Importance de la préparation à la vie professionnelle : Les étudiants sont souvent mal préparés aux exigences du monde du travail, ressentant un choc entre leurs études et la réalité professionnelle. Les établissements scolaires doivent intégrer des modules qui reflètent la pratique à leurs élèves, notamment sur la gestion du stress et la compréhension des hiérarchies pour l’avenir professionnel de leurs étudiants.
Rôle des parents et des attentes sociales : Les parents peuvent involontairement freiner l’autonomie de leurs enfants en étant trop protecteurs, ce qui les empêche de développer des compétences clés pour la vie active telles que la prise de décision et la gestion des responsabilités.
Besoin d’expériences immersives : L’introduction d’expériences pratiques et de visite en entreprise (stages, alternances) sont cruciales pour aider les jeunes à se familiariser avec le monde professionnel. Ces expériences doivent être enrichies de formations sur les réalités organisationnelles pour mieux préparer les étudiants.
Importance d’un bon encadrement en entreprise : Les entreprises doivent mettre en place des parcours d’intégration clairs et offrir un accompagnement solide aux nouveaux employés. Un bon dispositif de mentorat permet de guider les jeunes recrues, favoriser leur intégration et répondre à leurs attentes.
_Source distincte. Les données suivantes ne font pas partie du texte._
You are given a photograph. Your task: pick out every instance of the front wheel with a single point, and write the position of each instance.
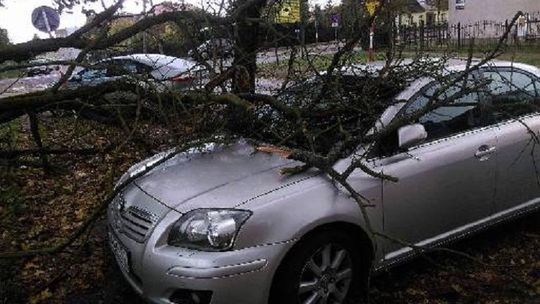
(325, 268)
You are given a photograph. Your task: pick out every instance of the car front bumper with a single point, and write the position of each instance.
(158, 272)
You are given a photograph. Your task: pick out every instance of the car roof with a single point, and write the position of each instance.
(158, 60)
(451, 66)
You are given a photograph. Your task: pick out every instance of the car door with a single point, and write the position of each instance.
(514, 100)
(446, 182)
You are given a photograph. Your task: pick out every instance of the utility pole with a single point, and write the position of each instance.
(145, 48)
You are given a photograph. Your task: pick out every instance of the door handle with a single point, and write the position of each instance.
(484, 152)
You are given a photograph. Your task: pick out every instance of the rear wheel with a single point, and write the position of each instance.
(324, 268)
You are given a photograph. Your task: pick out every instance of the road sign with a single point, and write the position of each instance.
(371, 6)
(288, 11)
(45, 19)
(334, 20)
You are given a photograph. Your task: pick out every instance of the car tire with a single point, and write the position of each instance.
(321, 277)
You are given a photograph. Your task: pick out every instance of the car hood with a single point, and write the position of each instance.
(224, 177)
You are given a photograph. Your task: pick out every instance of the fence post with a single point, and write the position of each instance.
(459, 36)
(421, 34)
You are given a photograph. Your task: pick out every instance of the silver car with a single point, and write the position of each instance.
(161, 70)
(221, 225)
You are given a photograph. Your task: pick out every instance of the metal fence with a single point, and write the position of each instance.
(486, 33)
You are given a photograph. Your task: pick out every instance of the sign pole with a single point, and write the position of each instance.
(371, 7)
(371, 36)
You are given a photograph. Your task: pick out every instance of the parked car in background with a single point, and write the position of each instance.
(163, 71)
(222, 226)
(216, 47)
(41, 67)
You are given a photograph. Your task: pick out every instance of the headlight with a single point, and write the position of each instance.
(208, 229)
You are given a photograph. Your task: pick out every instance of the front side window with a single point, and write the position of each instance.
(511, 93)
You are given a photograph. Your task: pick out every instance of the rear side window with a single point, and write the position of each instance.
(511, 93)
(460, 114)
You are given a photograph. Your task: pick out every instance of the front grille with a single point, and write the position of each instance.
(135, 222)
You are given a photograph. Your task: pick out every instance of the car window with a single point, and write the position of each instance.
(511, 93)
(457, 116)
(117, 68)
(90, 74)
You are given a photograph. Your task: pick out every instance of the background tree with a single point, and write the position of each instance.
(4, 38)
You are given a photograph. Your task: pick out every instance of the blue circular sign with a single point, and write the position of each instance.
(45, 19)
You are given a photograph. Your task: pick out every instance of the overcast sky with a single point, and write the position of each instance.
(16, 15)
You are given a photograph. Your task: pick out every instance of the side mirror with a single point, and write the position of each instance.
(76, 78)
(411, 135)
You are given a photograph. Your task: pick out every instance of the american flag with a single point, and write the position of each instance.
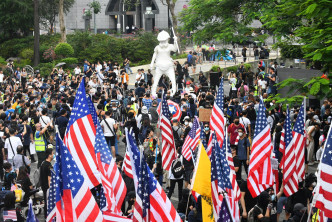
(290, 179)
(323, 190)
(74, 198)
(191, 140)
(225, 215)
(9, 215)
(234, 193)
(173, 108)
(202, 136)
(220, 172)
(80, 138)
(282, 148)
(112, 181)
(209, 146)
(51, 200)
(168, 144)
(114, 186)
(126, 167)
(299, 143)
(31, 214)
(152, 203)
(260, 171)
(217, 119)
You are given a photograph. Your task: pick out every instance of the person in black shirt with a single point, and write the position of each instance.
(24, 180)
(45, 176)
(62, 122)
(236, 162)
(9, 176)
(247, 201)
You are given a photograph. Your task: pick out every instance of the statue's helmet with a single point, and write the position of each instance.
(163, 36)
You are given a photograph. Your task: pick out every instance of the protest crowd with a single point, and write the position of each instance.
(40, 120)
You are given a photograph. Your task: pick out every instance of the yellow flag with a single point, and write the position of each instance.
(14, 105)
(202, 183)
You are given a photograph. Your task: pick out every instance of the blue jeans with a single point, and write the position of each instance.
(116, 145)
(281, 203)
(128, 69)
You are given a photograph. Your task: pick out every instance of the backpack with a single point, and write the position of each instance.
(242, 91)
(237, 111)
(251, 217)
(177, 168)
(277, 79)
(238, 83)
(177, 139)
(36, 178)
(144, 117)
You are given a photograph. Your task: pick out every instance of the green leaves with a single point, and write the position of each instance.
(314, 88)
(311, 8)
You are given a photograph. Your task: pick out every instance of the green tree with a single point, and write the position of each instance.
(36, 57)
(226, 20)
(16, 17)
(49, 10)
(96, 8)
(310, 23)
(62, 21)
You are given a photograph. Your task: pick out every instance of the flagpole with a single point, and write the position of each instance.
(318, 179)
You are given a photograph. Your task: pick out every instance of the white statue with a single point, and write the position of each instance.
(164, 62)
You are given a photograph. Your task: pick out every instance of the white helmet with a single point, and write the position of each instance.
(163, 36)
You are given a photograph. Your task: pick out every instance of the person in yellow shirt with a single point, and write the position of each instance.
(124, 79)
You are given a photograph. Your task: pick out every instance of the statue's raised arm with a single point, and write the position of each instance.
(164, 62)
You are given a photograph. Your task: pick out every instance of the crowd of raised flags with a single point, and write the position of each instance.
(84, 161)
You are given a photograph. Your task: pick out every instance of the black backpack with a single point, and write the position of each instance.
(177, 168)
(238, 83)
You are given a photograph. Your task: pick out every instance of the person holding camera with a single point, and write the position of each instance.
(40, 142)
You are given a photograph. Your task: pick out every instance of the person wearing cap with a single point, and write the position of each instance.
(147, 100)
(109, 126)
(164, 62)
(154, 114)
(140, 117)
(40, 142)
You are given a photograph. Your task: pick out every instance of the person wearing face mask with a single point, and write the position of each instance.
(187, 127)
(207, 132)
(233, 130)
(243, 150)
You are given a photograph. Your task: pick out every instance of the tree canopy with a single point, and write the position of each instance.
(16, 18)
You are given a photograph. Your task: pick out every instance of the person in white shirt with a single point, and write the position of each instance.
(1, 76)
(20, 159)
(11, 145)
(99, 67)
(245, 122)
(44, 119)
(109, 126)
(139, 76)
(77, 70)
(262, 85)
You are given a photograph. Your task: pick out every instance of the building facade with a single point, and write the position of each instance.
(121, 15)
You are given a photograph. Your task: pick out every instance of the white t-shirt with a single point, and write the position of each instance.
(233, 81)
(99, 67)
(245, 121)
(15, 141)
(139, 77)
(107, 131)
(262, 83)
(77, 71)
(170, 175)
(44, 120)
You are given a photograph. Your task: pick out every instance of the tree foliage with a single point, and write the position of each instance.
(227, 20)
(16, 18)
(49, 10)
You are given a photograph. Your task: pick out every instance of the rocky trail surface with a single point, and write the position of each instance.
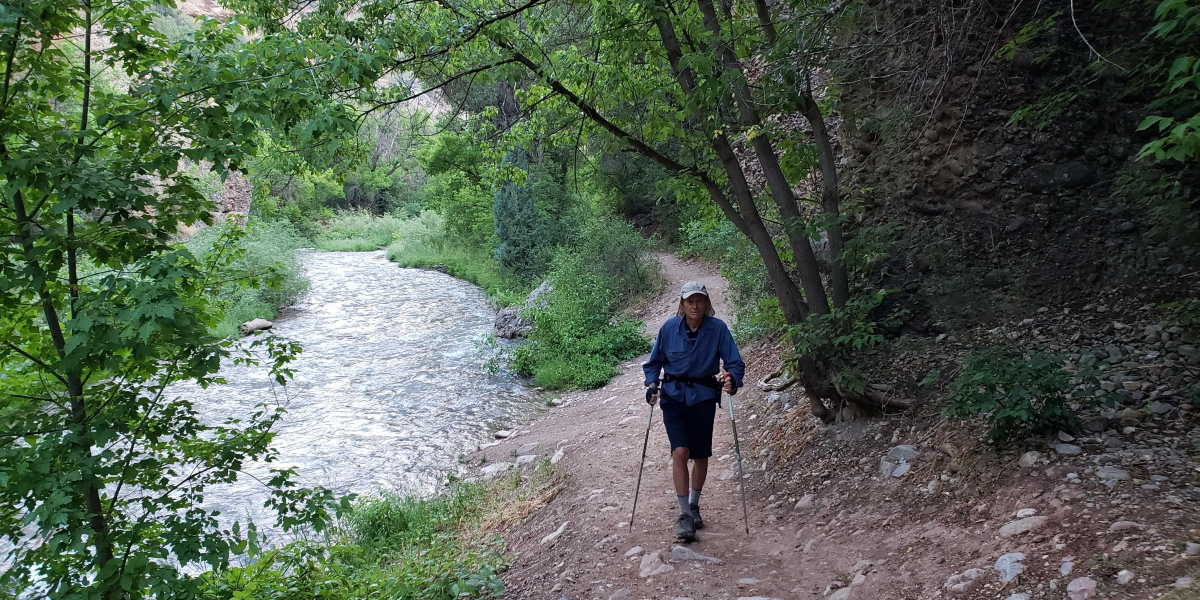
(882, 508)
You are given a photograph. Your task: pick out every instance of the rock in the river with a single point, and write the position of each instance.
(685, 553)
(1021, 526)
(652, 564)
(1009, 565)
(963, 583)
(1081, 588)
(511, 322)
(250, 327)
(1159, 407)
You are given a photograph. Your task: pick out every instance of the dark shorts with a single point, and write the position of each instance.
(690, 426)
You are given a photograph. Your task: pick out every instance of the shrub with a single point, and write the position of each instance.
(579, 337)
(466, 207)
(531, 220)
(359, 231)
(1019, 395)
(520, 243)
(263, 279)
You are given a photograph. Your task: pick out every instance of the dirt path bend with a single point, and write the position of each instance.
(853, 534)
(600, 433)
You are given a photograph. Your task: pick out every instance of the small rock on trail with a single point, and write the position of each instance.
(1081, 588)
(652, 564)
(555, 535)
(685, 553)
(964, 582)
(1021, 526)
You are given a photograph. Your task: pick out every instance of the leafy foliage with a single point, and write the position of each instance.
(579, 337)
(1020, 395)
(360, 231)
(389, 546)
(105, 472)
(1179, 101)
(264, 275)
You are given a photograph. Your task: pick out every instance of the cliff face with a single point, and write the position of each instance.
(1003, 151)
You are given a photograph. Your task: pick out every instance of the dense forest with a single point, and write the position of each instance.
(870, 178)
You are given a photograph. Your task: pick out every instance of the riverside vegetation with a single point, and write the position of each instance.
(706, 124)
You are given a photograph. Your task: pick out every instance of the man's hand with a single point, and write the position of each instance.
(729, 382)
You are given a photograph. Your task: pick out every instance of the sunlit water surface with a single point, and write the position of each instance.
(391, 387)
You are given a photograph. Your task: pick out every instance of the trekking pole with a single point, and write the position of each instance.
(742, 480)
(641, 465)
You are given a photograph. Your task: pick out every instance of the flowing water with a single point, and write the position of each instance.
(391, 387)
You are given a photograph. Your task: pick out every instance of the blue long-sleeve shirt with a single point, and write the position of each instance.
(677, 355)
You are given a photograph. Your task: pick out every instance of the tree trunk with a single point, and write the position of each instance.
(795, 309)
(839, 280)
(780, 189)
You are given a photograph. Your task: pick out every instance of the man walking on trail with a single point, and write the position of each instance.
(687, 352)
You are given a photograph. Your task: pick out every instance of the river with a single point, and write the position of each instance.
(393, 385)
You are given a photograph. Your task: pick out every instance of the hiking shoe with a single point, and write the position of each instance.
(685, 528)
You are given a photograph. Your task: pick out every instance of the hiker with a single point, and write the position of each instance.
(687, 352)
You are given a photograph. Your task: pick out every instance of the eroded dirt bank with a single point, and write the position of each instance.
(826, 520)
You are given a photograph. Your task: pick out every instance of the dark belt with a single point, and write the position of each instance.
(707, 382)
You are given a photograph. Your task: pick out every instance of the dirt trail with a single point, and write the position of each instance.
(600, 432)
(851, 535)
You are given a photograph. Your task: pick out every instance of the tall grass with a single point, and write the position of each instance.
(421, 243)
(264, 277)
(580, 336)
(358, 231)
(399, 547)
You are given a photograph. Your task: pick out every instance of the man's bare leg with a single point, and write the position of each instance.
(699, 473)
(679, 469)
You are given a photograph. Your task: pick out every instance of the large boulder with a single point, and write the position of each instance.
(511, 322)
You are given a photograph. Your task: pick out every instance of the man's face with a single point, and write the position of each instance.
(695, 306)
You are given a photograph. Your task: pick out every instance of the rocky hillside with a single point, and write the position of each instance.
(997, 159)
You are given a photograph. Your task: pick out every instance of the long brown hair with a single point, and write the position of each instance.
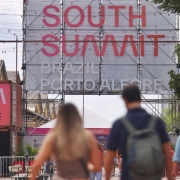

Une expérimentation favorisant l’insertion des jeunes.
Aspirations changeantes des nouvelles générations : Les jeunes travailleurs recherchent un équilibre entre vie professionnelle et personnelle ainsi que des valeurs éthiques. Les entreprises doivent s’adapter à ces attentes et programmer une évolution dans leur formation pour éviter le désenchantement et permettre aux jeunes de se sentir valorisés et motivés au sein de leur environnement de travail.